Grazing is declining rapidly in Europe. In this study, which focused on 6 countries in North-West Europe, current estimations of grazing experts on the percentage of cows that graze, differ between 30 per cent in Denmark and 100 per cent in Ireland. The same experts predict that these percentages will be substantially lower in 2025 in North-West Germany, Northern Ireland, the Netherlands and Denmark.

Farm size

The average farm size, measured in terms of volume of milk produced is lowest in Ireland (almost 300 tonnes of milk in 2009) and highest in Denmark (more than 1,000 tonnes of milk in 2009), followed by the UK (Figure 2.1). The Netherlands, Sweden and North-West Germany take intermediate positions.

Many farmers expect to lower their fixed costs per kg of milk when increasing the total milk production on their farm. Automation and increase of productivity stimulate this development. In all countries, except for Denmark, milk production per farm has increased gradually in the period 2001-2009 (135 158 per cent).

In Denmark the average milk production per farm more than doubled (220 per cent) in this period. In Denmark financing for farm expansion could relatively simply be obtained and, more than in the other regions, farmers left the dairy business (amongst others because of good income in other sectors).

Farm Intensity

Farm intensity is expressed in this study as milk production per ha of forage crops on the own farm. This indicator gives an impression of the productivity of the land but may not be used as the sole indicator to evaluate productivity as there might be larges differences in use of purchased feed (both roughage and concentrates) between farms and countries.

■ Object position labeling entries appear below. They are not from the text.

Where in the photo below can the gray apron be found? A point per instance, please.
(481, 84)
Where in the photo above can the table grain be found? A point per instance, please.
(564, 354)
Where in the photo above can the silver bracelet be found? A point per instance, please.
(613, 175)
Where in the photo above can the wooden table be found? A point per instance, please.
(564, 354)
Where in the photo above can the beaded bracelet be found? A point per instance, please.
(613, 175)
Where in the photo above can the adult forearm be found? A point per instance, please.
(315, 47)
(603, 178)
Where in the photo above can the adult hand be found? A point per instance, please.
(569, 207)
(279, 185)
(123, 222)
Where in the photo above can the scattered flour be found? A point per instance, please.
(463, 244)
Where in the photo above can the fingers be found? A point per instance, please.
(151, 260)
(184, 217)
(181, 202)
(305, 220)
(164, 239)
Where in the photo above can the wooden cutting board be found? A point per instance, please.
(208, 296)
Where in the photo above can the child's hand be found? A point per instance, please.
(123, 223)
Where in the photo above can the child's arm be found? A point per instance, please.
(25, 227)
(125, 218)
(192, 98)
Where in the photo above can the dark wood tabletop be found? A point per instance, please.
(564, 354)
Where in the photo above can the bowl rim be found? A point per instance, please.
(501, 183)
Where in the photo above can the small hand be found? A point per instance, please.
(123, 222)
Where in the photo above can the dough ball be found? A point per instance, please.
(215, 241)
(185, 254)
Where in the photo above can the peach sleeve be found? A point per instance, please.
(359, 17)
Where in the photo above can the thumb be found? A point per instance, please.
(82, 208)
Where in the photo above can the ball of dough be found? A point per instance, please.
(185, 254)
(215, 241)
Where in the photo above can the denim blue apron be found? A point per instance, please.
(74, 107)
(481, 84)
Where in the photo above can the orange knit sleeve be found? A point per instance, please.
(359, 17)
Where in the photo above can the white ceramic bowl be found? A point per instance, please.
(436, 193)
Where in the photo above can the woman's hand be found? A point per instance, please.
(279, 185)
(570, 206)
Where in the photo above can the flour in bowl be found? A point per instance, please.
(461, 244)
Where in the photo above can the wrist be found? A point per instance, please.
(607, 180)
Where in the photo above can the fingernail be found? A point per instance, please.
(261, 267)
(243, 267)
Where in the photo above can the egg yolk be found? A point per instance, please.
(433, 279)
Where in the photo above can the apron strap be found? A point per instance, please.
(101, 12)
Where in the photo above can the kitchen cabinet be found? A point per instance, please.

Of the six countries/regions the Netherlands has the highest milk production per hectare of fodder crops (13 tonnes of milk per ha in 2009), showing a slight increase over the years. In Denmark farm intensity has increased to 12.5 tonnes of milk per ha in 2005 and 2006 but then decreased again to 11 tonnes per ha in 2009.

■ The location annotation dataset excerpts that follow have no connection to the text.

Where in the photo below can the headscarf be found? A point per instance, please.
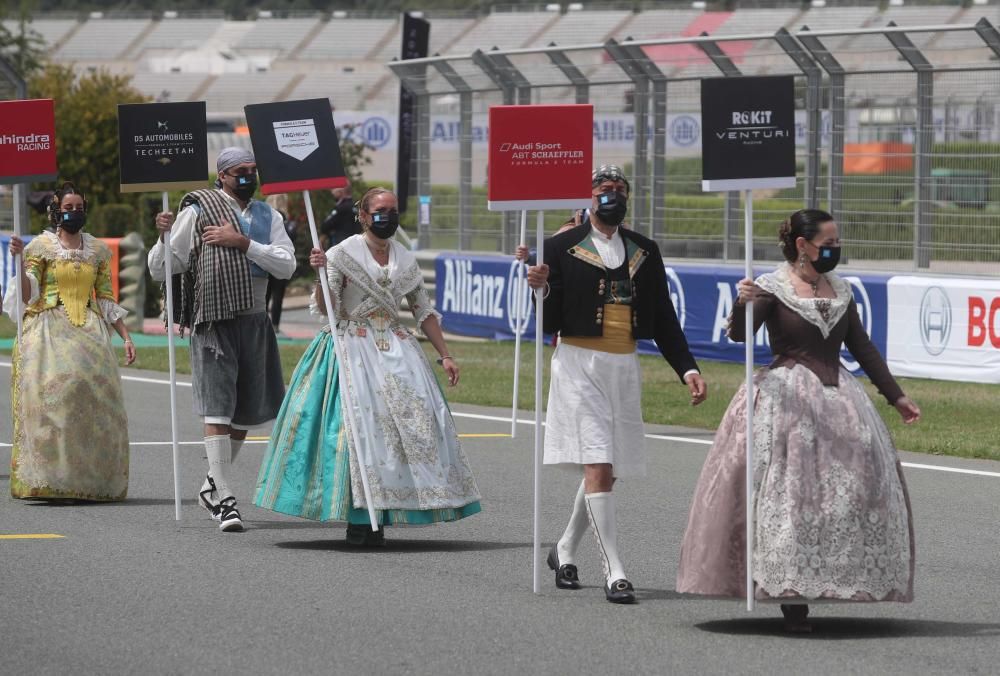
(609, 172)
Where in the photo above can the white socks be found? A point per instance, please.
(601, 509)
(235, 446)
(577, 526)
(220, 454)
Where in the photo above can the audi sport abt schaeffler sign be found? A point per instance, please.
(27, 141)
(541, 157)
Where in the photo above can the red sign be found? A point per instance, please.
(541, 157)
(27, 141)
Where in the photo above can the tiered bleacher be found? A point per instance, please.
(231, 63)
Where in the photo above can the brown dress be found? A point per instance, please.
(832, 514)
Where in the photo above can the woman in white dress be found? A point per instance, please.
(405, 443)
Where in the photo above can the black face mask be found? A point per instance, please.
(384, 225)
(828, 258)
(245, 187)
(72, 221)
(612, 207)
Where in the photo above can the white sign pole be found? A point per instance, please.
(168, 260)
(748, 260)
(18, 264)
(519, 309)
(539, 431)
(345, 392)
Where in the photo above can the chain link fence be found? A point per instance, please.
(898, 135)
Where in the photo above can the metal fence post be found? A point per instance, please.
(464, 222)
(923, 236)
(814, 119)
(838, 115)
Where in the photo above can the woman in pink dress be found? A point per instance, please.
(831, 511)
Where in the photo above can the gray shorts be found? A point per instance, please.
(241, 384)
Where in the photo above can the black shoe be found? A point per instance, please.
(229, 516)
(361, 535)
(796, 621)
(566, 575)
(620, 591)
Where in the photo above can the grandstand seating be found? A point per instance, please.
(180, 34)
(102, 39)
(344, 58)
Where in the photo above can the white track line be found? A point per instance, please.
(525, 421)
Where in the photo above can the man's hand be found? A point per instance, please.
(538, 276)
(226, 235)
(697, 387)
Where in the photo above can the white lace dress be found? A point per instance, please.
(413, 458)
(832, 515)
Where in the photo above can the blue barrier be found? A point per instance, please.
(477, 297)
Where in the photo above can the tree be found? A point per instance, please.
(87, 127)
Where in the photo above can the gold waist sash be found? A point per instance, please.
(617, 338)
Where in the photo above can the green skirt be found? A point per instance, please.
(306, 468)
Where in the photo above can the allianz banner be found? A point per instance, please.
(477, 297)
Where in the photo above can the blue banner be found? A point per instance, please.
(477, 295)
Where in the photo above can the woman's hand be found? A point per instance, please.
(129, 352)
(909, 411)
(164, 221)
(450, 367)
(747, 291)
(538, 276)
(317, 259)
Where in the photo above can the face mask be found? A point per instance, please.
(611, 208)
(384, 225)
(72, 221)
(828, 258)
(246, 186)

Sweden and Ireland have the lowest intensity: in these countries milk production per hectare of fodder crops fluctuates around 5-6 tonnes. The presence of sheep and beef cattle on dairy farms might be an important explaining factor for the low intensity in Ireland. In Sweden the short growing season probably plays a determining role.

The UK and North-West Germany take intermediate positions with approximately eight tonnes per hectare. Natural conditions for good forage production in own farmland are relatively good in the Netherlands and Denmark.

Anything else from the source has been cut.